The initial cost of an asset includes an estimate of the cost of dismantling and removing the item and restoring the site on which it is located. This is particularly relevant to ‘makegood’ provisions in property leases taken up by the AIHW where there exists an obligation to restore the property to its original condition. These costs are included in the value of the AIHW’s leasehold improvements with a corresponding provision for the make good recognised.
Fair values for each class of asset are determined as shown below:
Fair value measured at:
Depreciated replacement cost
Property, plant and equipment
Market selling price
Following initial recognition at cost, property, plant and equipment are carried at fair value less accumulated depreciation and accumulated impairment losses. Valuations are conducted with sufficient frequency to ensure that the carrying amounts of assets do not materially differ from the assets’ fair values as at the reporting date. The regularity of independent valuations depend upon the volatility of movements in market values for the relevant assets.
Revaluation adjustments are made on a class basis. Any revaluation increment is credited to equity under the heading of asset revaluation reserve except to the extent that it reverses a previous revaluation decrement of the same asset class that was previously recognised through surplus and deficit. Revaluation decrements for a class of assets are recognised directly through surplus and deficit except to the extent that they reverse a previous revaluation increment for that class.
Any accumulated depreciation as at the revaluation date is eliminated against the gross carrying amount of the asset and the asset restated to the revalued amount.

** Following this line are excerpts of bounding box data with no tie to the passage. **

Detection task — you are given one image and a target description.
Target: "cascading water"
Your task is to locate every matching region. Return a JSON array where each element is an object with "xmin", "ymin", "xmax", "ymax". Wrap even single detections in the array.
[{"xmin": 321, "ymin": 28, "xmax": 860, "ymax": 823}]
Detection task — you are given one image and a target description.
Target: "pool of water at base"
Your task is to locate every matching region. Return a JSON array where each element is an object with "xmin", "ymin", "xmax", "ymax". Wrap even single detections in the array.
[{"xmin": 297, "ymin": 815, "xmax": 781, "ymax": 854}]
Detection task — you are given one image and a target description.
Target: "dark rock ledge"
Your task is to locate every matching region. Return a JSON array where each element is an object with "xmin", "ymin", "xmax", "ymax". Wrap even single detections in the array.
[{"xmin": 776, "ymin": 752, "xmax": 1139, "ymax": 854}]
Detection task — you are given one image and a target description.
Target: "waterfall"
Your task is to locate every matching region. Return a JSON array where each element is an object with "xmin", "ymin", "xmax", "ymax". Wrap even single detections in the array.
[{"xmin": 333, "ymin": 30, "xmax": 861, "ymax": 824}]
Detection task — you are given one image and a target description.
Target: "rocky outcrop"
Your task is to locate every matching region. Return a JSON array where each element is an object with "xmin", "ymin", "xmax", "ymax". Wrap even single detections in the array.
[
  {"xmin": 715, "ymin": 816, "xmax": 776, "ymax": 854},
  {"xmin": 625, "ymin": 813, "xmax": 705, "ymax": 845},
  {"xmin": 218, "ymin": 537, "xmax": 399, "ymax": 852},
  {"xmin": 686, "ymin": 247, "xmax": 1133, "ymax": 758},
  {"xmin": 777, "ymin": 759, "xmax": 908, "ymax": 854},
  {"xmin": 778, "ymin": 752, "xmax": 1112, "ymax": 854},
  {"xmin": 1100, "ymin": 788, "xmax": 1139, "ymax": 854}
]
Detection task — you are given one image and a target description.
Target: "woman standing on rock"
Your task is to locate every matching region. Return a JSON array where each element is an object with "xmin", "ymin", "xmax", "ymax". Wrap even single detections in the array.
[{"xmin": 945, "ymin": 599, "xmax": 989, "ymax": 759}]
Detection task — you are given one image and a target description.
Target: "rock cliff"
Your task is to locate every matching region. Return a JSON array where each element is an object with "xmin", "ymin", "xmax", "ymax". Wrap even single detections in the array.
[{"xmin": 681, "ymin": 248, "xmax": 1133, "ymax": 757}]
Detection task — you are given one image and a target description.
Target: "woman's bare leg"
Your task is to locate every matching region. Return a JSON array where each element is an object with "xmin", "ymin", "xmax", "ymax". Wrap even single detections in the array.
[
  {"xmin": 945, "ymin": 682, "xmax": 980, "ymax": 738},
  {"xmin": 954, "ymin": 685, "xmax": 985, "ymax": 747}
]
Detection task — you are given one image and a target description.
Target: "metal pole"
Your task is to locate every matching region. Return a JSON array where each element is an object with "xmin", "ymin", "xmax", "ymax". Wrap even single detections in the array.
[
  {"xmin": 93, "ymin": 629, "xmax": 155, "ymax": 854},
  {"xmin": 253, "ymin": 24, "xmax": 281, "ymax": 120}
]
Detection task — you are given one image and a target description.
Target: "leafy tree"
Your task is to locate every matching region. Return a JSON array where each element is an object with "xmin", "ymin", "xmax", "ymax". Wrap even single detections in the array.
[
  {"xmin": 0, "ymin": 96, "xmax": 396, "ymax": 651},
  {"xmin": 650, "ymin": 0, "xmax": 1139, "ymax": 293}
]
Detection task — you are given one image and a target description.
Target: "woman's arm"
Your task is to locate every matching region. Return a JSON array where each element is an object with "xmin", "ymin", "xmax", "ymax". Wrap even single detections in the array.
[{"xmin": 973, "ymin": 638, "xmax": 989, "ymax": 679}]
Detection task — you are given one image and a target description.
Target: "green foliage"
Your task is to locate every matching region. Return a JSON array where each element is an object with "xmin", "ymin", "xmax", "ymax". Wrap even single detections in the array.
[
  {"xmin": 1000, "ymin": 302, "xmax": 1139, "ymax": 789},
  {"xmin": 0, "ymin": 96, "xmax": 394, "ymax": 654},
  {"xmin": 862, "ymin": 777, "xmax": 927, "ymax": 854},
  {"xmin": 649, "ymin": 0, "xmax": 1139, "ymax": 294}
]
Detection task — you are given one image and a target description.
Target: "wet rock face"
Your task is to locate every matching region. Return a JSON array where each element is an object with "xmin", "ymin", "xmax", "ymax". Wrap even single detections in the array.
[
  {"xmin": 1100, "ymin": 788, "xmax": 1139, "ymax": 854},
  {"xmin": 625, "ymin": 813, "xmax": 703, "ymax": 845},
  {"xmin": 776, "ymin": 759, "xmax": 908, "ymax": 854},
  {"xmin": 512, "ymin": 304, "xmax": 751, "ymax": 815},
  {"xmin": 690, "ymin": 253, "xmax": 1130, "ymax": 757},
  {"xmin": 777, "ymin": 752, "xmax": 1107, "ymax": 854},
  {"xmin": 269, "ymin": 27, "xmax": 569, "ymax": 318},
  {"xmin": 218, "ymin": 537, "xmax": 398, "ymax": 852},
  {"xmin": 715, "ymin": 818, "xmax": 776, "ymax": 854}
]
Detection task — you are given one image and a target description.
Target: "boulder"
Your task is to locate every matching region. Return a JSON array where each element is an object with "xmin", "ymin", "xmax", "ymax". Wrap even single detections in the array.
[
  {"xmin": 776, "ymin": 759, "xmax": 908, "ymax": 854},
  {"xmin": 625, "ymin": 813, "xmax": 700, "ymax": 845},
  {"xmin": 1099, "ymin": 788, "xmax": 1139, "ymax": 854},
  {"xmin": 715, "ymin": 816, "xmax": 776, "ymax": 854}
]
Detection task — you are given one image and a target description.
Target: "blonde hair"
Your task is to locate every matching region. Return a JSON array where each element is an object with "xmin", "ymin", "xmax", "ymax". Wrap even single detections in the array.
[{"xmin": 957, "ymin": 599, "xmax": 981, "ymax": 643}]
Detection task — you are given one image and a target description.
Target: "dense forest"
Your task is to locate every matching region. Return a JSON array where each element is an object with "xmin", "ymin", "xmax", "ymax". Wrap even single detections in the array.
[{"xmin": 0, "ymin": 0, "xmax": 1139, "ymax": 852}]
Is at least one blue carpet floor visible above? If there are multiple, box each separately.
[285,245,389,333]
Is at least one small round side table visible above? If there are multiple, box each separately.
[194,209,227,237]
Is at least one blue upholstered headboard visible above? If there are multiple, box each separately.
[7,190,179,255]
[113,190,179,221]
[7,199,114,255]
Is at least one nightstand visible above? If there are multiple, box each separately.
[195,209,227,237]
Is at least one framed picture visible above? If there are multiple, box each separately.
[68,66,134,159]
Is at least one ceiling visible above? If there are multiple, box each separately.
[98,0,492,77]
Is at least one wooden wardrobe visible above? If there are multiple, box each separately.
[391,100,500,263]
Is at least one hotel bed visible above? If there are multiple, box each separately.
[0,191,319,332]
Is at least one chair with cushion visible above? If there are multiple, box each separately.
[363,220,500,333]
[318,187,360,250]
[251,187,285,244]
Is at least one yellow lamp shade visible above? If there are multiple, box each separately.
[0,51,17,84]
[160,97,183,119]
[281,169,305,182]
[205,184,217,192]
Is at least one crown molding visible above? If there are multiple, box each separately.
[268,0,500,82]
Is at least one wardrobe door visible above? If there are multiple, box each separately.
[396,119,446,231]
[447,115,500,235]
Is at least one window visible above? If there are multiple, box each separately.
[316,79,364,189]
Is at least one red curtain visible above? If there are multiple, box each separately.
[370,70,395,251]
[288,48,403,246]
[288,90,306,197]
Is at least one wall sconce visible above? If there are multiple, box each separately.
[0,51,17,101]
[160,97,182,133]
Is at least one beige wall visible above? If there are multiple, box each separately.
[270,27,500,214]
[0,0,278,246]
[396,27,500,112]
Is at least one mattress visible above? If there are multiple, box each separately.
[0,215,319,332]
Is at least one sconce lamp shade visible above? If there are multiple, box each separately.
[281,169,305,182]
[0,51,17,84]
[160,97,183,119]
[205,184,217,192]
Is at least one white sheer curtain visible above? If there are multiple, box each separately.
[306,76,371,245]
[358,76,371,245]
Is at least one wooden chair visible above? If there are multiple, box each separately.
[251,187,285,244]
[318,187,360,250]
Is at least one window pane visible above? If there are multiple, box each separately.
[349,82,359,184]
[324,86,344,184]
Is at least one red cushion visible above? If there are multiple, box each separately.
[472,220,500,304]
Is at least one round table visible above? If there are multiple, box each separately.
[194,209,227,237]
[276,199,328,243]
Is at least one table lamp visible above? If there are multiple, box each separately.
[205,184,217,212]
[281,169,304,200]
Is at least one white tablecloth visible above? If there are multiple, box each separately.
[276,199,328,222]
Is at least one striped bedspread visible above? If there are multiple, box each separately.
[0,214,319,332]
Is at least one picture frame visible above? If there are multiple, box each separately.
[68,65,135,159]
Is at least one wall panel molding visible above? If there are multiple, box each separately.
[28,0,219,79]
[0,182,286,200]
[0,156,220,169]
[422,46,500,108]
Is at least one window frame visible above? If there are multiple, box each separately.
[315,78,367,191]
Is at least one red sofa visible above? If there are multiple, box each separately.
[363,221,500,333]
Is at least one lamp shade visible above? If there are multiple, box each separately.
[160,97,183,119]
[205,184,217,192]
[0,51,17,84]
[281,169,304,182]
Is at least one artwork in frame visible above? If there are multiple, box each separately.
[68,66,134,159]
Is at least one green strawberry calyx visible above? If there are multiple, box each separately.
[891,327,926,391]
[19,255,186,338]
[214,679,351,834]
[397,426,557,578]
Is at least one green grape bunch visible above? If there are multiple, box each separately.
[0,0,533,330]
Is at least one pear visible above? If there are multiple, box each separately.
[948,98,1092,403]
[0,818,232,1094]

A formal revaluation of assets was completed by AllBids as at 30 June 2018.
Depreciable property, plant and equipment assets are written-off to their estimated residual values over their estimated useful lives to the AIHW using, in all cases, the straight-line method of depreciation.
Depreciation rates (useful lives), residual values and methods are reviewed at each reporting date and necessary adjustments are recognised in the current, or current and future reporting periods, as appropriate.
Depreciation rates applying to each class of depreciable asset are based on the following useful lives:
Property, plant and equipment
3 to 10 years
3 to 10 years
All assets were assessed for impairment at 30 June 2019. Where indications of impairment exist, the asset's recoverable amount is estimated and an impairment adjustment made if the asset's recoverable amount is less than its carrying amount.
The recoverable amount of an asset is the higher of its fair value less costs to sell and its value in use. Value in use is the present value of the future cash flows expected to be derived from the asset. Where the future economic benefit of an asset is not primarily dependent on the asset's ability to generate future cash flows, and the asset would be replaced if the AIHW were deprived of the asset, its value in use is taken to be its depreciated replacement cost.
The AIHW's intangibles comprise internally developed and purchased software for internal use. These assets are carried at cost less accumulated amortisation.
Intangibles are recognised initially at cost in the balance sheet, except for purchases costing less than $50,000, which are expensed in the year of acquisition.
Software is amortised on a straight-line basis over its anticipated useful life. The useful life of the AIHW's software is 3 to 5 years (2017–18: 3 to 5 years).
All software assets were assessed for indications of impairment as at 30 June 2019.
The AIHW is exempt from all forms of taxation except Fringe Benefits Tax (FBT) and the Goods and Services Tax (GST).
Revenues, expenses, assets and liabilities are recognised net of GST except:
- where the amount of GST incurred is not recoverable from the Australian Taxation Office and
- for receivables and payables.
Events After the Reporting Period
There were no subsequent events that had the potential to significantly affect the ongoing structure and financial activities of the AIHW.